Kira looked slightly unsure, but then let out a breath, obviously acquiescing. “That sounds good. Thank you. Although I might not be the best company.”

She turned and walked back toward the balcony, where she stood looking out over the city. I joined her, leaning my forearms on the metal rail and looking over at her. She looked away, tilting her chin down as if attempting to hide her face from me.

“Hey,” I said gently, turning toward her. I used my fingers to nudge her chin toward me. Her eyes were shining with unshed tears. She sucked in a sharp breath, a tiny sob coming up her throat. I pulled her into my arms, tucking her head under my chin. “Shh,” I said, “it’s okay.” My throat felt tight as her body tensed in my arms, like she didn’t know how to be held. God, growing up with no mother and a father like that, she probably didn’t. I had only slightly more to draw upon but enough to take the lead.

“Kira,” I whispered, “relax. Let me hold you, sweetheart.” She struggled weakly for a brief moment, but when I tightened my arms around her, she sagged into me and gave way to her tears.

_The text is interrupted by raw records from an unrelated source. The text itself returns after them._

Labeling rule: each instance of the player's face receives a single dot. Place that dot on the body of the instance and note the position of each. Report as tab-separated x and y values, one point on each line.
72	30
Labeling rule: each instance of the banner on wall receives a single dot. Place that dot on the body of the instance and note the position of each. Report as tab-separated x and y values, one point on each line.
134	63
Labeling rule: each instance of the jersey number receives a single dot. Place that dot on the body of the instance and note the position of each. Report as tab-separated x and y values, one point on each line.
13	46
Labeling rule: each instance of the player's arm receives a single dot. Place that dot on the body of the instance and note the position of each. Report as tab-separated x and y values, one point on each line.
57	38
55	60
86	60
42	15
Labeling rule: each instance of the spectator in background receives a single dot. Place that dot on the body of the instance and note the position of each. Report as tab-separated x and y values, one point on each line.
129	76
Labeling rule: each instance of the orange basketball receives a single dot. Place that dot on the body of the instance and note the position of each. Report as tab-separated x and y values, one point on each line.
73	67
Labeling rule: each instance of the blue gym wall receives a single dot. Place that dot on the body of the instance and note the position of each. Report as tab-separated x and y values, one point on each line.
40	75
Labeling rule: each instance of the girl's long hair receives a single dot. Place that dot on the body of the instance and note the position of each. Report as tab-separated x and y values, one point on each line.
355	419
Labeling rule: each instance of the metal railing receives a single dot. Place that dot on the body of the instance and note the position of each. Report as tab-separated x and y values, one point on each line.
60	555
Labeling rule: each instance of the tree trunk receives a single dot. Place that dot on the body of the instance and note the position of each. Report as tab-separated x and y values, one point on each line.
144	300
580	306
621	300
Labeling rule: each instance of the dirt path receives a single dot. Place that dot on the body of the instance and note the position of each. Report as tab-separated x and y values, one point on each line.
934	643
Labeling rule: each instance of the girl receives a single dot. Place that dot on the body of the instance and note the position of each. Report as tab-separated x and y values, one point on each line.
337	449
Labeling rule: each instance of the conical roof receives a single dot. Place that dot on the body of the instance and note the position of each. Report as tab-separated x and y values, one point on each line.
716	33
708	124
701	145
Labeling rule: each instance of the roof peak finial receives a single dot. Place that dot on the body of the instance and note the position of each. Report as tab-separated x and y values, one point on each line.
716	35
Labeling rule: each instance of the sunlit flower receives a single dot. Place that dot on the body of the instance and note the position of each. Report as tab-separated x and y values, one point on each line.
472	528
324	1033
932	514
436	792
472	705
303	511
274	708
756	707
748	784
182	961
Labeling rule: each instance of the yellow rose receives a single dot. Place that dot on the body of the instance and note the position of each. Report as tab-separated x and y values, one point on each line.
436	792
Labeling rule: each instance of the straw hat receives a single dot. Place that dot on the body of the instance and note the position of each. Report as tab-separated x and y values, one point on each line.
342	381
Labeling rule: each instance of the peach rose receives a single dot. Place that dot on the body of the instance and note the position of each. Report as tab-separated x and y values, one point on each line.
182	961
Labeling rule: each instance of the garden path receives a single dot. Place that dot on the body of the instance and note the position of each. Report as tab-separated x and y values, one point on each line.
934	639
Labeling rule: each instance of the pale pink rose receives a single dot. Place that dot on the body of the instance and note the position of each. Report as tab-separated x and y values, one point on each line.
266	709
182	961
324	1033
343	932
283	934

Kira sobbed in my arms, her face buried in my chest for a long while. Finally, her sobs began to abate, and she raised her face to me. The tenderness that pulsed in my chest was unlike anything I’d ever felt before. Again, it concerned me, but I pushed my feelings aside and brushed my thumb across Kira’s soft cheek, wiping away the wetness of her tears. I smoothed her hair back from her face. “It’s okay,” I said. “I’m here. I’ve got you.”